For those in need of a little memory jog on the colorful cast of characters then occupying city office, Haygood was a Willie Brown appointee who had no experience running elections — just the kind of credentials that made November a particularly wild time on the calendar. City voters, knowing Brown’s penchant for cronyism, created an elections commission to oversee the department, and after discovering that Haygood had run up a $5 million deficit during her short tenure, the panel fired her. The move triggered a long legal circus in which Haygood battled to keep her job and tried to get The City to pay her off while the department went into a deep-freeze.
Enter Arntz, who had become the department’s go-to guy. He was named as the interim director of the beleaguered agency — a position that became permanent a year later after officials somehow talked him into taking it. Arntz wisely wavered — the Elections Department had had six directors in six years, which must be a record even by San Francisco's generally shoddy oversight standards.
“It was a tense situation,” he said. “There were lawsuits looming, the office was decimated and I thought, do I really want to walk into that situation. But I didn’t want to abandon this place because the people who were here worked really hard and they never got a fair shake.”
Arntz took over three and a half years ago and since that time the notoriously troubled department has worked with hardly a glitz.
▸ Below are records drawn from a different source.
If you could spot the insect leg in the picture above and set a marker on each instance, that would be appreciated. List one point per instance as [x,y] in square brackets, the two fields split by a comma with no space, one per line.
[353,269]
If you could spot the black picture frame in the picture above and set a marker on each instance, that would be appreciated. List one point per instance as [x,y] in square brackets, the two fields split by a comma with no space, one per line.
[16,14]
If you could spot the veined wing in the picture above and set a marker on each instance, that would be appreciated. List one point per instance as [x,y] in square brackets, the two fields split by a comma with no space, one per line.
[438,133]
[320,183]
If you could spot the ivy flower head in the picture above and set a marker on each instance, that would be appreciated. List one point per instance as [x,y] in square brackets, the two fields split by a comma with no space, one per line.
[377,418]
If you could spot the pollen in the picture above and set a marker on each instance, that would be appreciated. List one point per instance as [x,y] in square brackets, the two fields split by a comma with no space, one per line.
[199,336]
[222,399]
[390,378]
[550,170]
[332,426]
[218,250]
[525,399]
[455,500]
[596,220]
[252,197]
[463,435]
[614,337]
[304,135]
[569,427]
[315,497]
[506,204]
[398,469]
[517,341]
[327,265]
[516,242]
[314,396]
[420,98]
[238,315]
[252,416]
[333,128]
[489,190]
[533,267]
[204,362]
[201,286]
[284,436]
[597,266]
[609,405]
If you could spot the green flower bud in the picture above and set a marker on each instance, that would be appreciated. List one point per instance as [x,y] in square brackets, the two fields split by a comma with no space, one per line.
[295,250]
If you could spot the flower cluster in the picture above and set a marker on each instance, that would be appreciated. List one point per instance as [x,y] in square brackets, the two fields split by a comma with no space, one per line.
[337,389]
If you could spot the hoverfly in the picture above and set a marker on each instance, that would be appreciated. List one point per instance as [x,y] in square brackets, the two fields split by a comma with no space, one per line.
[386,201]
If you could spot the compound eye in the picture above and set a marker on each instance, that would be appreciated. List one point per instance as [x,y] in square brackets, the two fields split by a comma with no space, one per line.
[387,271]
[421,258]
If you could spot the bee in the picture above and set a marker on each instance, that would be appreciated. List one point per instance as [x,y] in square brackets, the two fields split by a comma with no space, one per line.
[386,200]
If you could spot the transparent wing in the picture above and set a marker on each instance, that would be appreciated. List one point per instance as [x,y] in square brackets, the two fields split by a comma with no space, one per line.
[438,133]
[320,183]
The agency worked flawlessly during the recall, the special election and even managed to stave off the divisive politics surrounding the advent of instant voter runoff — a system that stumbled when the vendor couldn’t deliver the software for two years.
All told there have been nine elections conducted under Arntz and they’ve all earned an adjective that was rarely uttered in the previous 15 years before him — uneventful. They’ve even bordered on coolly efficient — a stunning turnaround from the days of wrong voter booklets being delivered, when absentee ballots went unaccounted for or when, in 2001, the lids mysteriously blew off numerous ballot boxes and thousands of them were swept into San Francisco Bay.
Arntz said the department wasn’t jinxed as much as neglected.
“It’s just that the structure wasn’t very strong,’’ he said. “So when I got here it was open to being reinvented.’’
Arnzt set out to be a lawyer — he attended a law school in South Dakota before moving to California — but then upon reflection determined that he would make a lousy attorney. But his training must have helped him steer through some difficult cases, because his department has managed to avoid the muddy mosh pit of San Francisco politics.
“You have to be mindful of the politics, but the thing that’s been most helpful is that I just focus on the work,’’ he said. “Everything that’s done here is based on the rules, not politics or personalities, and that’s the way it should be.’’
The department has been completely revamped since he took over and now runs on a strict calendar. Imagine — an Elections Department that is mindful of the calendar.
So if anyone deserves a vote of confidence it’s Arntz, who has removed one annual story off the front pages. For that, he deserves his own.